The organisations that keep their models closest to reality are usually not the ones producing the most polished diagrams. They are the ones treating the model as something operational: updated after incidents, adjusted after architectural changes, questioned after unexpected findings, and revisited whenever reality diverges from documentation.
That sounds obvious when written down. So does backing up data. Organisations still discover both only after a bad week.
The people who know where the bodies are buried
The most accurate understanding of attack paths rarely sits entirely with the people formally running the threat modelling exercise.
It sits with the engineer who knows two systems communicate in ways absent from the architecture diagrams. The operations administrator who knows a “temporary” firewall exception has existed since several prime ministers ago. The analyst who has spent months watching authentication abuse against externally exposed services. The infrastructure team quietly carrying technical debt nobody wants to discuss in steering meetings.
When these people are excluded, the resulting threat model develops fictional completeness. The map looks coherent because the missing terrain never made it onto the page.
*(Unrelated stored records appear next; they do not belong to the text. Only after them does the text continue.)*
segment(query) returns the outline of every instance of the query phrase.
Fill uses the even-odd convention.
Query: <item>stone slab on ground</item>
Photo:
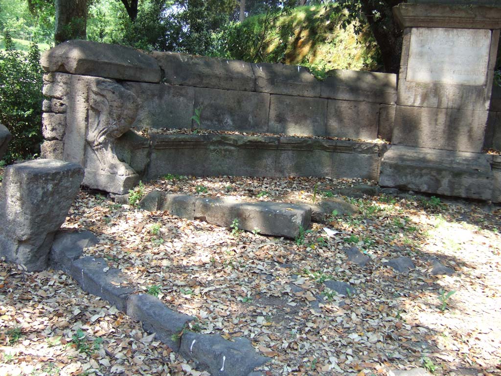
[[[8,166],[0,189],[0,254],[28,271],[47,268],[83,176],[79,165],[56,159]]]
[[[300,228],[310,225],[311,210],[293,204],[203,198],[197,200],[195,218],[225,227],[236,219],[241,230],[257,229],[263,235],[296,238]]]
[[[71,264],[80,257],[84,248],[99,243],[99,240],[90,231],[58,231],[49,254],[49,263],[51,268],[70,273]]]
[[[127,302],[127,314],[131,318],[141,321],[145,331],[154,333],[155,338],[175,351],[179,350],[180,334],[185,325],[195,319],[170,309],[148,294],[130,295]]]
[[[412,260],[404,256],[391,259],[383,265],[391,266],[399,273],[408,273],[409,271],[416,268]]]
[[[160,80],[160,67],[154,59],[125,46],[68,41],[44,52],[40,62],[46,72],[143,82]]]
[[[389,374],[390,376],[430,376],[430,373],[422,367],[410,369],[390,369]]]
[[[348,295],[356,292],[355,288],[349,283],[340,281],[325,281],[324,285],[327,288],[336,291],[340,295]]]
[[[78,259],[72,264],[70,274],[84,291],[100,296],[120,310],[126,311],[127,298],[134,289],[123,286],[128,281],[119,269],[108,267],[104,258],[87,256]]]
[[[492,156],[393,145],[381,161],[379,185],[491,200]]]
[[[247,376],[270,360],[257,353],[246,338],[235,337],[229,341],[217,334],[189,331],[183,334],[180,352],[213,376]]]
[[[163,71],[163,81],[166,83],[254,91],[254,72],[248,63],[175,52],[154,51],[151,55]]]
[[[346,248],[344,250],[344,252],[348,256],[348,261],[356,264],[362,268],[371,260],[370,257],[361,252],[356,247]]]
[[[7,127],[4,124],[0,124],[0,160],[7,151],[7,145],[12,139],[12,135]]]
The gaps are usually mundane rather than exotic. An undocumented connection. Excessive inherited permissions. A monitoring blind spot everyone assumed another team covered. A partner integration extending further into the environment than originally intended.
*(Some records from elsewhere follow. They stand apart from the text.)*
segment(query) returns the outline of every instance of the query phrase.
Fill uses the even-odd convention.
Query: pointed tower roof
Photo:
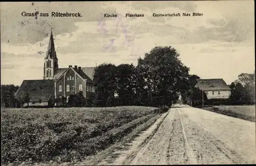
[[[54,42],[53,42],[53,36],[52,35],[52,28],[51,30],[51,35],[50,36],[50,40],[48,44],[48,48],[46,52],[46,59],[48,58],[50,55],[50,58],[51,59],[57,59],[56,55],[55,49],[54,48]]]

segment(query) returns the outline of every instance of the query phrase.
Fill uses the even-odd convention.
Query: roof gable
[[[78,74],[79,74],[83,79],[87,79],[88,82],[93,82],[93,78],[94,76],[95,67],[86,67],[81,68],[81,70],[78,70],[74,68],[72,68],[75,70]],[[69,68],[59,68],[57,69],[54,73],[53,78],[54,79],[58,79]]]
[[[15,96],[19,100],[29,94],[30,101],[48,101],[54,96],[54,80],[52,79],[24,80]]]
[[[200,79],[195,87],[204,90],[230,90],[230,88],[222,78]]]

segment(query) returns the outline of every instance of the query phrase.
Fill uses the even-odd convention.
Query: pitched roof
[[[53,76],[54,79],[57,79],[60,77],[64,72],[68,70],[69,68],[60,68],[56,69],[55,70],[55,72],[54,73],[54,75]]]
[[[196,88],[204,90],[230,90],[230,88],[222,78],[200,79],[195,86]]]
[[[74,69],[75,68],[73,68]],[[57,79],[59,78],[64,72],[68,70],[69,68],[59,68],[57,69],[56,70],[55,73],[54,73],[54,76],[53,76],[53,78],[54,79]],[[85,67],[85,68],[81,68],[82,70],[82,72],[77,72],[78,70],[76,70],[76,71],[83,78],[87,79],[88,81],[89,79],[91,79],[92,81],[93,80],[93,78],[94,76],[94,70],[95,67]],[[87,76],[84,75],[86,75]],[[89,78],[88,78],[89,77]]]
[[[79,70],[78,69],[73,68],[82,78],[87,79],[87,82],[93,83],[93,81],[82,70]]]
[[[46,59],[48,58],[48,55],[50,55],[50,58],[52,59],[56,59],[55,49],[54,48],[54,42],[53,42],[53,36],[52,35],[52,29],[51,30],[51,35],[48,44],[48,48],[46,52]]]
[[[30,102],[48,101],[54,96],[54,80],[52,79],[24,80],[17,91],[15,96],[23,100],[29,94]]]

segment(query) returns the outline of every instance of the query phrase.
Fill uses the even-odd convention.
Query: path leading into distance
[[[252,163],[256,159],[255,122],[187,105],[169,111],[146,143],[112,164]]]

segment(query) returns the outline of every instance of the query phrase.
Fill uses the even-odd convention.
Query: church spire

Threat modelling sessions that include operational staff uncover these findings constantly.
Those sessions also reveal something else: attackers are often using the environment more realistically than the organisation itself understands it.
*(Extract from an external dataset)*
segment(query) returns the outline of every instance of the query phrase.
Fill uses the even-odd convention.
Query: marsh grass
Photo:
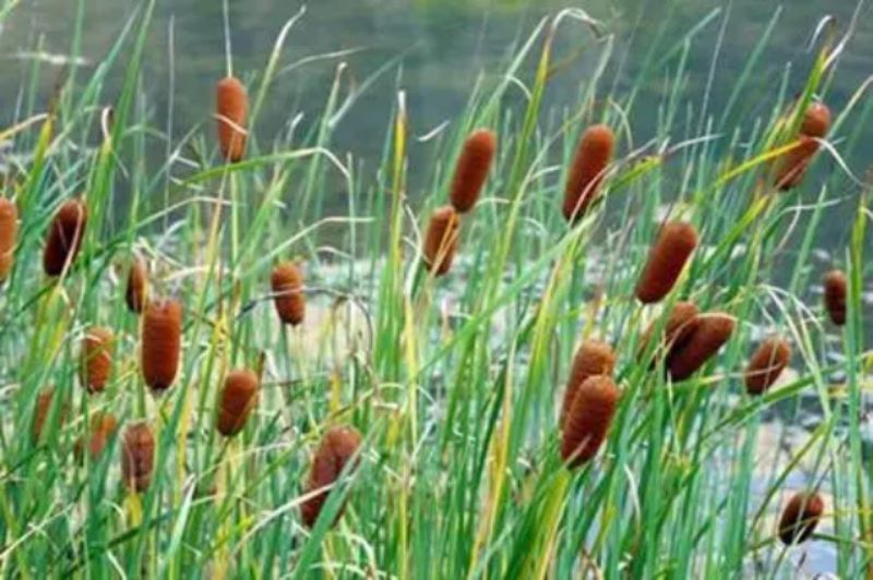
[[[14,152],[3,193],[21,217],[0,295],[4,576],[793,577],[816,554],[841,577],[866,573],[870,192],[862,168],[846,161],[873,107],[864,87],[830,104],[829,136],[796,191],[777,194],[767,181],[773,161],[794,147],[801,117],[784,121],[790,96],[800,92],[796,111],[814,96],[828,101],[845,29],[823,20],[809,59],[786,67],[755,101],[750,82],[764,69],[777,12],[727,106],[709,110],[708,94],[702,104],[682,99],[689,47],[727,13],[681,36],[663,24],[658,43],[636,47],[644,65],[619,92],[608,75],[618,78],[621,63],[607,67],[613,36],[585,12],[563,11],[519,41],[504,71],[483,75],[466,109],[424,143],[412,138],[416,111],[399,88],[372,171],[333,143],[369,87],[349,88],[342,63],[318,122],[275,132],[259,119],[302,12],[261,71],[232,70],[228,24],[227,74],[253,104],[244,159],[223,161],[206,95],[201,125],[169,137],[171,121],[148,113],[153,10],[153,1],[140,4],[93,74],[71,70],[47,108],[36,105],[45,95],[26,93],[43,73],[35,62],[25,105],[0,132]],[[72,58],[81,19],[75,26]],[[543,96],[563,71],[555,35],[567,29],[574,50],[598,65],[566,109],[547,110]],[[110,70],[125,71],[117,93],[106,85]],[[641,101],[653,82],[667,87],[663,99]],[[630,120],[641,113],[657,117],[655,134],[634,133]],[[567,168],[582,131],[599,122],[615,128],[615,157],[597,203],[569,226]],[[94,126],[103,128],[98,141]],[[423,230],[447,203],[445,160],[480,126],[499,135],[497,158],[464,218],[452,271],[436,278],[421,258]],[[166,150],[157,165],[147,155],[155,142]],[[407,185],[419,147],[432,159],[422,192]],[[82,250],[48,279],[38,259],[45,232],[82,192]],[[327,215],[337,192],[347,209]],[[835,205],[856,217],[838,225],[845,243],[821,264],[815,240],[835,227]],[[693,223],[699,246],[663,303],[642,306],[636,280],[665,217]],[[125,305],[133,256],[151,266],[150,297],[184,304],[179,370],[163,394],[143,382],[141,319]],[[372,330],[332,343],[326,355],[328,345],[312,338],[325,328],[283,326],[270,277],[287,259],[306,264],[307,321],[321,305],[321,324],[338,326],[325,336],[350,335],[334,315],[355,304],[360,327]],[[841,328],[812,290],[832,267],[847,273]],[[702,371],[671,383],[662,362],[651,370],[638,352],[645,329],[660,334],[660,313],[680,300],[727,312],[737,325]],[[87,396],[79,349],[94,325],[116,334],[113,368],[104,391]],[[770,334],[791,342],[796,372],[753,398],[744,368]],[[558,419],[573,353],[588,338],[614,348],[622,396],[599,455],[570,471]],[[237,367],[263,368],[260,400],[244,430],[223,438],[216,404]],[[47,386],[55,402],[40,436],[20,436],[32,432]],[[798,433],[810,404],[815,420]],[[111,412],[119,430],[80,466],[72,449],[94,412]],[[770,421],[775,413],[781,421]],[[147,490],[132,494],[120,481],[120,434],[144,424],[154,471]],[[354,425],[361,446],[309,529],[300,509],[320,493],[307,488],[310,459],[339,425]],[[778,443],[762,446],[767,435]],[[776,520],[798,488],[821,491],[826,505],[812,540],[785,547]]]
Many threat models still describe attackers as abstract external entities interacting neatly with bounded systems. Real attackers move through inherited trust relationships, shared identity providers, forgotten integrations, unmanaged cloud assets, and administrative shortcuts accumulated over years of operational compromise.
They use the organisation the way the organisation actually works, not the way the diagrams say it works.
Surprise is a useful metric
A healthy threat modelling process produces surprises.
Not constant chaos. Not paranoia. Just enough friction to expose assumptions that had quietly hardened into accepted truth.
One of the clearest warning signs in security is a review process that never uncovers anything unexpected. A threat model that only confirms the existing picture is no longer exploring the environment. It is protecting the assumptions already embedded inside it.
Security programmes often mistake stability for understanding. A stable model may simply mean nobody has looked closely enough to disturb it.
A usual question after a review is: “Is the model complete?”
A more useful question to add is: “What did we learn that we did not know before?”
If the answer is “nothing”, the organisation has stopped looking in the places where uncomfortable answers live.